Sorrise di cuore al figlio, prima di coinvolgerlo in un abbraccio breve
ma colmo di parole taciute. Con quel gesto - così poco da
lui -
gli stava chiedendo definitivamente scusa. Una volta per tutte. E dalla
risposta, capì di essere stato perdonato. Tornò a
prendere posto a tavola, mentre sua moglie si alzava - con le lacrime
agli occhi - e ripeteva, forse con più calore, il gesto da
lui
compiuto poco prima. A Villa Malfoy, vi era di nuovo - per quanto
possibile, un clima sereno. Lucius, dopo gli ultimi saluti,
entrò nel camino e scomparì in una folata di
fuoco verde.
Entrato al Ministero, salutò con più
cordialità di
quanto tutti si aspettassero i suoi colleghi e strinse persino la mano
ad Arthur Weasley, il quale rispose imbarazzato e sorpreso.
Un ragazzo moro, dalla pelle scura e due profondi occhi
neri,
superò la barriera del binario nove e tre quarti con un
sorriso
sulle labbra. Guardandosi intorno vide molti suoi vecchi compagni, ma
rivolse loro un semplice cenno di saluto. L'unico che voleva vedere,
anche se solo per un'istante, era colui che anni prima - al tempo del
Tremaghi - aveva rubato il suo cuore. Blaise Zabini, era cotto proprio
di lui: il salvatore del mondo magico. E colui che popolava i suoi
sogni più infuocati, stringeva una ragazza minuta con rossi
capelli. Sentì una morse infernale all'altezza del cuore, ma
con
rispolverata indifferenza continuò a camminare verso il
luogo
dove avrebbe incontrato i suoi amici, sorridendo compiaciuto ad ogni
sospiro malcelato delle ragazzine più piccole. Blaise Zabini
non
era uno che si potesse catalogare, era sempre stato un soggetto
singolare. Fermamente convinto della purezza del sangue, non aveva mai
chiamato qualcuno mezzosangue
o sanguesporco.
Innamorato di un ragazzo, non aveva disdegnato le attenzioni che il
genere femminile gli riservava. Sebbene non proprio bellissimo,
conquistava chiunque con il suo portamento e il suo carisma. E
quell'anno, era deciso a dare una svolta alla sua vita. Se Harry non
andava da lui, sarebbe andato lui da Harry. Semplice. A
qualunque costo, l'avrebbe conquistato.
Neville Paciock stringeva con amore la sua fidanzata, Luna
Lovegood,
mentre insieme si dirigevano dai loro amici. Tutti li accolsero con
calore, e per una delle poche volte fino a quel momento, si
sentì parte di qualcosa. Di un gruppo. Non era
più solo
il grassoccio e stupido Neville, c'era qualcuno che contava su di lui.
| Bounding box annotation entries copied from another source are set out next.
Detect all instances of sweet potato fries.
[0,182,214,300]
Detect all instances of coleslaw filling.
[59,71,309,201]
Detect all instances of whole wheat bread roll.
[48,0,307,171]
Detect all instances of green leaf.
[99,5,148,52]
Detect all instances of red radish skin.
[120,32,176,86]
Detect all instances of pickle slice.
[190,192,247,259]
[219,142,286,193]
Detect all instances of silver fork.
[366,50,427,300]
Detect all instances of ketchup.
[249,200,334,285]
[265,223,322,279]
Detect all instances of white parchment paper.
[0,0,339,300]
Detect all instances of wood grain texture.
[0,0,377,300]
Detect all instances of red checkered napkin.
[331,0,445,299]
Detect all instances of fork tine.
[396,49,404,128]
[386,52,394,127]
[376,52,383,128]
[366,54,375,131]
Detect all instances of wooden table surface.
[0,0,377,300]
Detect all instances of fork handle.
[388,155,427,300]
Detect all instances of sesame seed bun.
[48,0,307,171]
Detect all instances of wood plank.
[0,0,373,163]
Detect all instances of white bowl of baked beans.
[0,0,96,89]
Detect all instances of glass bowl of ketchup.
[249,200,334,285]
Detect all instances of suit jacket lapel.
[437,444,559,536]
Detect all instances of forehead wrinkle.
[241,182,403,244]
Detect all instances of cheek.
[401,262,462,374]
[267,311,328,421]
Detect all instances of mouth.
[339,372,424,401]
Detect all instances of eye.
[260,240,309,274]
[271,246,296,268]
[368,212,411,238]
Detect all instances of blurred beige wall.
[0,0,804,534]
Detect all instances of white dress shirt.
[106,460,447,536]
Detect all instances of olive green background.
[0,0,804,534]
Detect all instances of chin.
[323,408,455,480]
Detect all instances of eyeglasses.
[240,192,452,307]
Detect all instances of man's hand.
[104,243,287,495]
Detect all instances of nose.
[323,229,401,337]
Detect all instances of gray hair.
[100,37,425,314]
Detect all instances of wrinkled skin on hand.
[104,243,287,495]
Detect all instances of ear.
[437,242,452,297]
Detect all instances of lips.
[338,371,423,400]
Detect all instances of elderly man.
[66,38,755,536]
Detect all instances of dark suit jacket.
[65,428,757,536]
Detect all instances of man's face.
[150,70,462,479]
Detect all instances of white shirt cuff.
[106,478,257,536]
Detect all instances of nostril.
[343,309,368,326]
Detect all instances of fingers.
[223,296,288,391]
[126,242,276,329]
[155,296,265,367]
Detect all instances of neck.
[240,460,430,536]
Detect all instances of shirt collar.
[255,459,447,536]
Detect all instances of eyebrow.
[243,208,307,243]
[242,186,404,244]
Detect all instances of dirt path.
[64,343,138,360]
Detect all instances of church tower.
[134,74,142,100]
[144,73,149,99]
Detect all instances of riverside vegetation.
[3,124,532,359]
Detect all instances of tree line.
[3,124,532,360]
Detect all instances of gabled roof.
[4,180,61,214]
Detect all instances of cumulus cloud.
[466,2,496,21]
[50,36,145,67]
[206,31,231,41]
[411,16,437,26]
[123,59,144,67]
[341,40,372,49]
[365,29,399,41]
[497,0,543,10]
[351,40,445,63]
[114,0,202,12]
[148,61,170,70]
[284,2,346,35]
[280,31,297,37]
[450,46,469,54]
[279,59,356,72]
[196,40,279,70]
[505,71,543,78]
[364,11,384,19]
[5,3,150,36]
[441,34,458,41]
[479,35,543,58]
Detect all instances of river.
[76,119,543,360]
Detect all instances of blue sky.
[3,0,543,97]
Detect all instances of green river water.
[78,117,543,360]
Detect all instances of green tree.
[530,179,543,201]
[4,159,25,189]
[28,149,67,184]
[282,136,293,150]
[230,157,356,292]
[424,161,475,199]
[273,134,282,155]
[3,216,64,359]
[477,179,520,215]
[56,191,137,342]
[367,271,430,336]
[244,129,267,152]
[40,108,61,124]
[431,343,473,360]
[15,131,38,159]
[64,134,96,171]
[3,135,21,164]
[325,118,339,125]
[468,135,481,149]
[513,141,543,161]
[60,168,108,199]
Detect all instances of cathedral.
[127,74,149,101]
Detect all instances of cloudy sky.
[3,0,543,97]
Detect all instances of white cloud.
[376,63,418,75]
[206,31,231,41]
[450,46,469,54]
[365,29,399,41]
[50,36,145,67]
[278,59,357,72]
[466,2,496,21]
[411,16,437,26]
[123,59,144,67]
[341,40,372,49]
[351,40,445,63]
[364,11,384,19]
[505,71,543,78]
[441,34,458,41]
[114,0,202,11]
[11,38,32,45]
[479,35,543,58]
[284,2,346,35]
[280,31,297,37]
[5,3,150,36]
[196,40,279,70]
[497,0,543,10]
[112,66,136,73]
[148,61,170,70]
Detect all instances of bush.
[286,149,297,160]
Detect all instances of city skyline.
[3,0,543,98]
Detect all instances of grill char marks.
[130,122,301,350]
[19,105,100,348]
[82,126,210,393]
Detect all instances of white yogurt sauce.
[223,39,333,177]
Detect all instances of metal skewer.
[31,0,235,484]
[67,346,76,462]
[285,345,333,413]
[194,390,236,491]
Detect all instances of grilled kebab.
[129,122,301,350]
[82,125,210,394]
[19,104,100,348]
Quando lo vide strinse forte Seamus, il suo migliore amico, e mentre
Luna discuteva animatamente con Hermione riguardo a qualche strambo
animaletto di cui nemmeno voleva conoscere il nome, intavolò
con
la componente maschile più Ginny del gruppo un'accesa
discussione sui Cannoni di Chudley. «
Sono i migliori! » continua a ripetere Ron, cercando di
convertire al Chudleyismo - culto inventato da lui ai tempi dei
pannolini - i suoi amici. Senza
successo. Le risate, le urla, gli abbracci. Quella, era normalità
per Neville Paciock. Ad un certo punto, però, qualcosa
catturò il suo sguardo. Una fin troppo familiare chioma
biondo
platino. « Che
guardi Neville? » domandò la sua ragazza con aria
trasognata. «
Verme » sibilò lui, trasfigurando il suo volto in
una
maschera di disgusto puro. Preso com'era dalle sue recriminazioni
mentali verso quell'essere,
non si fece comunque sfuggire l'espressione di dolore che Hermione
aveva stampata in faccia. Tuttavia, non disse niente. Era sua amica, le
voleva bene e magari si era immaginato tutto. Non era quel tale ad
averle fatto cambiare umore in un nanosecondo.
Non era il caso si
sollevare un polverone di disastri per nulla.